La majorité des Togolais ne dispose pas de pièces d’identité. Cet amer constat ne date pas d’aujourd’hui. Il a été corroboré de manière éloquente par plusieurs rapports d’organismes internationaux crédibles. Seulement, les Togolais ne semblent pas prendre la mesure de l’immensité des opportunités dont ils sont privés. Les gouvernants pour leur part, continuent allégrement de violer ce droit naturel des citoyens. A l’heure des nouveaux enjeux, avec la lutte contre le terrorisme qui s’annonce dans nos murs, le débat sur l’établissement des pièces d’identités à tous les Togolais s’impose. Aussi, plusieurs raisons militent pour que les Togolais, dans une perspective citoyenne, s’approprient et formulent de telles revendications vis-à-vis du pouvoir central. L’urgence interpelle.

Il est de notoriété publique que la grande majorité des Togolais ne disposent d’aucune pièce d’identité, ne serait-ce que l’acte de naissance. Cette situation fait d’eux des citoyens « entièrement » à part pour ne pas dire des apatrides. Le récent rapport de l’OIF qui avait travaillé sur le fichier électoral en 2015 est révélateur. « Le nombre élevé de personnes inscrites par témoignage sur le fichier électoral (2643397, soit plus de 75%), induit une incapacité de vérification formelle de l’identité des personnes, ainsi que de leur âge et de leur nationalité. Ceci peut constituer une source d’enregistrement indu pouvant affecter l’exactitude des données collectées. Dans 873 cas, le justificatif d’inscription n’a pas été renseigné, il est recommandé que ce champ soit rendu obligatoire dans le logiciel », peut-on lire dans la synthèse du rapport. Ceci étant, nous avons vu des acteurs politiques porter cette revendication pour l’établissement des pièces d’identités aux populations. Seulement, la dimension électorale derrière cette revendication a, à tort ou à raison braqué, les positions. Cependant, il est clair que l’absence de ces pièces prive les populations d’énormes avantages qu’elles devront avoir, d’où la nécessité de la relance de ce débat.

Si d’aventure les Togolais se mobilisent en masse pour revendiquer de l’Etat l’établissement des pièces d’identité, des actes de naissance, dans une dynamique coordonnée et non-partisane (les Togolais qui soutiennent aussi bien le pouvoir que l’opposition sont dans le cas), il est évident que cette lutte prenne. Ainsi, les organisations internationales ne peuvent-elles que se ranger derrière et appuyer au besoin et ne pourront plus en aucun cas dire que les politiques exagèrent. Les enjeux sont énormes. « Il faut s’organiser pour demander l’établissement des pièces pour tous les compatriotes. C’est d’ailleurs un droit naturel. L’Etat qui refuse de délivrer les pièces à ses citoyens, c’est qu’il ne reconnaît même pas leur statut de nationaux. Cela fait d’eux des apatrides. Alors est-il concevable que plus de 85% de nos concitoyens demeurent des sans-papiers dans leur propre pays ? Ils ne peuvent même pas postuler aux services sociaux de base. Leur droit à la libre circulation est mis à mal. Même pour aller au Bénin à côté, ils devront faire des acrobaties. C’est regrettable. C’est n’est pas une question politique », estime un compatriote.

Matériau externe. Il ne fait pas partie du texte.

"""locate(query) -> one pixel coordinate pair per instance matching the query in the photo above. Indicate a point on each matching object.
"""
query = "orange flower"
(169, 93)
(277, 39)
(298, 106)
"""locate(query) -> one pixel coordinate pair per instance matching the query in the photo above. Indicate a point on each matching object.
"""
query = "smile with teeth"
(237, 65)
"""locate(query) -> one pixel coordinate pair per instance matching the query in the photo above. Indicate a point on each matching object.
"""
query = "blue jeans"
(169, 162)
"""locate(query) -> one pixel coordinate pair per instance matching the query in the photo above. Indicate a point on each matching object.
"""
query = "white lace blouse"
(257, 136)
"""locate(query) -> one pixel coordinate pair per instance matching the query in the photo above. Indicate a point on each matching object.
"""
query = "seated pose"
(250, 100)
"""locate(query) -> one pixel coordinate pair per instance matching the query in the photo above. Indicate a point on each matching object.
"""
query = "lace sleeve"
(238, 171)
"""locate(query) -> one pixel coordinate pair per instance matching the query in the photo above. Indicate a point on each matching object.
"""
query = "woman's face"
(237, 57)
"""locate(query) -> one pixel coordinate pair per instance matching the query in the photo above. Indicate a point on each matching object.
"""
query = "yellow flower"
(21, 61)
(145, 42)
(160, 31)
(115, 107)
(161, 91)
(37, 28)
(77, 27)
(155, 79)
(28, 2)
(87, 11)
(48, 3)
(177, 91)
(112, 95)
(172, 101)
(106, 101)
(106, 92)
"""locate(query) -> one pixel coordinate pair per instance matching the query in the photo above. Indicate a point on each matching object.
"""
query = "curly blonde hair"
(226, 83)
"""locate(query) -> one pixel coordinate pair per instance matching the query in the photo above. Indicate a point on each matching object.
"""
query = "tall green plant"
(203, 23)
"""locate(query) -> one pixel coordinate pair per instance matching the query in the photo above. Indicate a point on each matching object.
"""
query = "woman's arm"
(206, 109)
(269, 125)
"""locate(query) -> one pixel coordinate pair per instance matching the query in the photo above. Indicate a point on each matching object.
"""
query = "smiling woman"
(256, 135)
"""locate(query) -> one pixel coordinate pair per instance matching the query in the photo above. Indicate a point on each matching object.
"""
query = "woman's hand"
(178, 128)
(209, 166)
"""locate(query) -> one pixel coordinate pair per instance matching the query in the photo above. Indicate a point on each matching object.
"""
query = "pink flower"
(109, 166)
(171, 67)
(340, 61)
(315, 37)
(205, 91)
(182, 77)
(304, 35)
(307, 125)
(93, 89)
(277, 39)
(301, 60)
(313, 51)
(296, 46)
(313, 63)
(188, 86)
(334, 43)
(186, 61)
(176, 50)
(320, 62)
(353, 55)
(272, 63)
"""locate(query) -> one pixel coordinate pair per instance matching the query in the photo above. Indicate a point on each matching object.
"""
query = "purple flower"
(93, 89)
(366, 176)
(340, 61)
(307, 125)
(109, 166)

Selon les estimations, près de 85% de Togolais n’ont pas de carte nationale d’identité. Cela suppose qu’ils ne contribuent pas valablement à la production de la richesse nationale. Beaucoup sont obligés d’arrêter leur cursus scolaire en chemin. CM2 pour certains, après le BAC pour plusieurs. « Dans un village, un père de famille, chef de la localité en plus, était obligé de faire le choix entre ses trois fils afin d’établir les pièces pour l’aider à poursuivre sa scolarité». Cette anecdote démontre à suffisance les pertes qu’on subit tous les jours par défaut de détention de pièce d’identité. Au-delà de ces considérations, plusieurs compatriotes dans ce cas ne peuvent guère valoriser par exemple un foncier ou effectuer des opérations bancaires. Ils participent de ce fait à la production de la « pauvreté nationale ».

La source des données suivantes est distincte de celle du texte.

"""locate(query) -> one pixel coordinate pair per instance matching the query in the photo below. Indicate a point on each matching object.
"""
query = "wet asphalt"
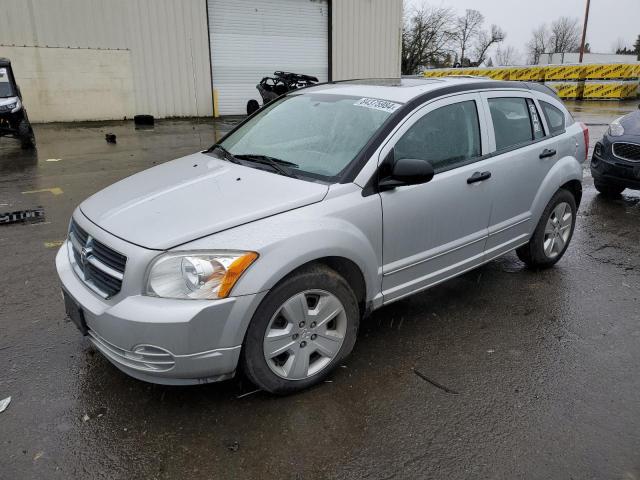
(522, 374)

Pour le combattre le terrorisme, le rôle de la population est essentiel. Elle est sans doute un relais naturel. Il n’y a que la population qui puisse identifier les étrangers qui ont des comportements suspects. C’est d’ailleurs le sens élevé du patriotisme. Or, les gens ne sont pas Togolais à part entière et se sentent déjà frustrés.  Il sera donc difficile de leur imposer quoi que ce soit et du coup, le pays affaiblit ses capacités de lutte contre ce fléau. C’est ce que pense d’ailleurs l’acteur politique Nathaniel Olympio. « On ne peut pas mener une lutte efficace contre le terrorisme si on ne donne pas de cartes d’identité aux concitoyens », avait-il déclaré sur Africa 24.

Pallier cette situation n’est pas chose impossible ni compliquée. Les pays voisins l’ont déjà expérimenté et le résultat est probant. Il va falloir juste que l’Etat prenne ses responsabilités pour organiser des audiences foraines pour établir aux Togolais « sans pièces », des jugements supplétifs d’acte de naissance, des cartes nationales d’identité et bien évidemment la nationalité.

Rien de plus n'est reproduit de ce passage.